Wednesday, January 09, 2013
I foolishly just lost the blog I just wrote. Of course, I would go searching for something in the tab where SP is.
Anyway, I weighed in today. I normally only weigh in once a week, but I gained on Saturday--so let myself reweigh today. Down 2.6 pounds. I am doing pretty well. I am almost at my weight loss goal--well my first big goal anyway. My goal is 7.5 pounds away. I am officially out of the 190's. I began this journey needing to lose nearly 100 pounds. I am almost at the half way mark, which is really exciting. My bmi has gone from "41.1" to "33.5". I am barely out of the 190's, but I am out of there. I have lost 43 pounds--and have about 55 more to go.
I am trying to give everything I do my best. I want to glorify God in every area of my life. This includes how I eat and trying to exercise even if it is only a little bit. The really key things I am focusing on are:
Spending my time in the Word with the Lord daily: It is essential. If I go to the gym before my quiet time, my time at the gym isn't profitable. It is the Lord who gives me strength, and my time with Him has to come first! I want to continue in my reading through the Bible in a year study--this has been such a blessing as I go to the gym and try to keep my eyes focused on Him. I can read through the chapters I am on while I am there at the gym, then go look at them later at home.

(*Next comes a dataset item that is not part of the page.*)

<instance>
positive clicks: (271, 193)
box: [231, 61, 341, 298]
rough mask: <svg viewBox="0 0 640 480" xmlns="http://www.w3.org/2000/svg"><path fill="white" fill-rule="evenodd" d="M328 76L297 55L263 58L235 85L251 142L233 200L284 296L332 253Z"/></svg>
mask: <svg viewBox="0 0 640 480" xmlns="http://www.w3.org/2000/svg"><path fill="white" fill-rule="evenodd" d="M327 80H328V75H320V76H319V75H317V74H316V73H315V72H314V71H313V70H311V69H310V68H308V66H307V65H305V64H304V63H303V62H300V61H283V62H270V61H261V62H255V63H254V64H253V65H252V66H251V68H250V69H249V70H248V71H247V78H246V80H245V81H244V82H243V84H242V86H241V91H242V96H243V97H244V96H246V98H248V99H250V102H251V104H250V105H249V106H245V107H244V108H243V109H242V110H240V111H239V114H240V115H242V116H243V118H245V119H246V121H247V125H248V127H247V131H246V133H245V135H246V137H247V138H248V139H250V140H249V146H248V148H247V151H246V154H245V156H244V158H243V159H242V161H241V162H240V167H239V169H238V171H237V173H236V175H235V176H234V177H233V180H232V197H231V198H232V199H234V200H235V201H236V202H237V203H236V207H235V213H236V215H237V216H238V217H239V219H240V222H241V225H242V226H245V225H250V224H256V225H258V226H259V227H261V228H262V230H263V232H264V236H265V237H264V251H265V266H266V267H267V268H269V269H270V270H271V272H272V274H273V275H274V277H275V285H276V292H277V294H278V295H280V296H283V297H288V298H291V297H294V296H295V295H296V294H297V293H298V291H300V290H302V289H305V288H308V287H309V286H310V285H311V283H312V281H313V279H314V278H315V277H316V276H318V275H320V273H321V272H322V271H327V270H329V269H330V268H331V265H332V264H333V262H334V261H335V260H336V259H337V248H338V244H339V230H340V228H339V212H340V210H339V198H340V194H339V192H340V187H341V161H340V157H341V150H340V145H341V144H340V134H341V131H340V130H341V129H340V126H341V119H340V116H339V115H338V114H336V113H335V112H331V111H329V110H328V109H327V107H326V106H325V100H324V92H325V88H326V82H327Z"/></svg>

Eating in a way that will glorify Him and take care of my body: Thankfully, he continues to show me what I need to eat and stay away from. I need to stay away from allergy foods, but also I need to give my body the protein it needs. Evidently low protein means much more Fibromyalgia pain and symptoms... I hate tracking nutritional stuff, but it is the only way I will actually eat protein. My new protein powder will be very helpful in this area. It isn't as good as Muscle Milk, but it is also cheaper and fructose free. It is a daily thing of learning to eat protein, and the Lord guides me all the way!
Exercising when I can: My goal in exercising is to just try. All I want to do is try. I want to try to go to the gym every weekday to do something. It takes a mile to actually make it to and from the gym, but it also means--by just going and trying, I am accomplishing alot. It may not be very much that I can do depending on the day, but I can go and try. I was able to go 4 days last week. I am about to leave in a few minutes for the gym, and it will be day 3 for this week. Hoping to make each weekday. I just have to go and try. Each day in everything, it is about giving God my absolute best and growing closer to Him as I am on this journey!